Henry and Jane are walking below. Henry is a massive figure and Jane is like a little jointed puppet, her head not up to the king's shoulders. A broad man, a high man, Henry dominates any room; he would do it even if God had not given him the gift of kingship.
Now Jane is behind a bush. Henry is nodding at her; he is speaking at her; he is impressing something on her, and he, Cromwell, watches, scratching his chin: is the king's head becoming bigger? Is that possible, in mid-life?
Hans will have noticed, he thinks, I'll ask him when I get back to London. Most likely I am under a mistake; probably it's just the glass.
Clouds are coming up. A heavy raindrop hits the pane; he blinks; the drop spreads, widens, trickles against the glazing bars. Jane bobs out into his sightline. Henry has her hand clamped firmly on his arm, trapping it with his other hand. He can see the king's mouth, still moving.
He resumes his seat. He reads that the builders working on the fortifications in Calais have downed tools and are demanding sixpence a day.
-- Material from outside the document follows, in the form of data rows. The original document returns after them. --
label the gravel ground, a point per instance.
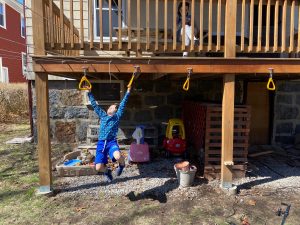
(157, 180)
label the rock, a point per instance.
(288, 86)
(56, 112)
(54, 96)
(71, 98)
(143, 86)
(134, 101)
(164, 113)
(65, 132)
(163, 86)
(154, 100)
(143, 116)
(284, 128)
(284, 139)
(286, 112)
(76, 112)
(286, 99)
(175, 99)
(82, 131)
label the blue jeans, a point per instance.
(105, 148)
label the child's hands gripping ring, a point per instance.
(271, 85)
(84, 84)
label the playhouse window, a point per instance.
(108, 92)
(105, 15)
(22, 27)
(2, 15)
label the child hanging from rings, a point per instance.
(107, 143)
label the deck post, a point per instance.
(228, 97)
(42, 101)
(43, 133)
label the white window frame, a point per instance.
(24, 64)
(23, 18)
(105, 38)
(121, 82)
(4, 15)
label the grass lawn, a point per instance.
(19, 204)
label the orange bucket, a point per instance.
(183, 166)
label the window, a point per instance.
(23, 27)
(24, 63)
(4, 75)
(107, 92)
(105, 14)
(2, 15)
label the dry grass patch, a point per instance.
(13, 102)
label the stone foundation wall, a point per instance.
(151, 102)
(286, 112)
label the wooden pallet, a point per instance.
(213, 137)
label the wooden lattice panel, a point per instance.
(213, 135)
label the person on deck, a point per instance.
(188, 28)
(107, 143)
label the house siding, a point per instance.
(12, 45)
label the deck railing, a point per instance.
(263, 26)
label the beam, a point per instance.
(43, 133)
(228, 97)
(282, 67)
(227, 130)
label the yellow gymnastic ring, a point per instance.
(186, 85)
(85, 88)
(271, 83)
(131, 80)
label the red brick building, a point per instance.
(12, 42)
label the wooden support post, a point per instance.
(228, 96)
(227, 130)
(42, 105)
(43, 132)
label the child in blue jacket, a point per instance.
(107, 143)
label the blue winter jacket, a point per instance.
(108, 124)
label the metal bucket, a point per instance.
(186, 178)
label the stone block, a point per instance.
(65, 132)
(286, 112)
(286, 99)
(143, 116)
(82, 131)
(163, 87)
(288, 86)
(175, 99)
(298, 99)
(154, 100)
(297, 129)
(56, 112)
(54, 96)
(143, 86)
(284, 128)
(76, 112)
(164, 113)
(285, 139)
(135, 101)
(126, 115)
(71, 98)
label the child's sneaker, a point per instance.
(108, 176)
(120, 170)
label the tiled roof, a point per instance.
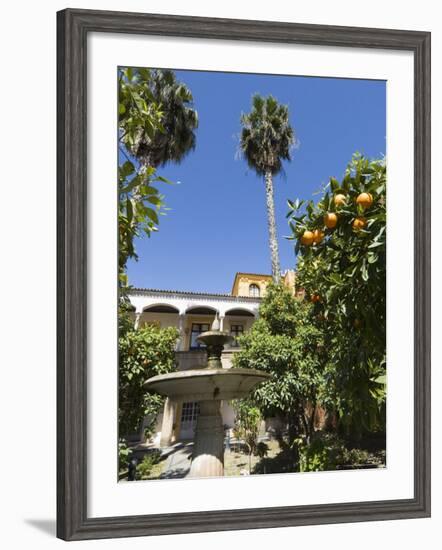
(192, 293)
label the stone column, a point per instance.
(137, 319)
(168, 422)
(208, 451)
(182, 340)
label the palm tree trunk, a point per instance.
(271, 221)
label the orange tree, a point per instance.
(341, 248)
That his new green velvet coat is coming down to Wiltshire by the next courier. That a Medici cardinal has been poisoned by his own brother. He yawns. He reads that hoarders on the Isle of Thanet are deliberately driving up the price of grain. Personally, he would hang hoarders, but the chief of them might be some little lordling who is promoting famine for fat profit, and so you have to tread carefully. Two years ago, at Southwark, seven Londoners were crushed to death in fighting for a dole of bread. It is a shame to England that the king's subjects should starve. He takes up his pen and makes a note.
Very soon this is not a big house, you can hear everything he hears a door below, and the king's voice, and a soft hum of solicitation around him
wet feet, Majesty? He hears Henry's heavy tread approaching, but it seems Jane has melted away without a sound. No doubt her mother and her sisters have swept her aside, to hear all the king said to her.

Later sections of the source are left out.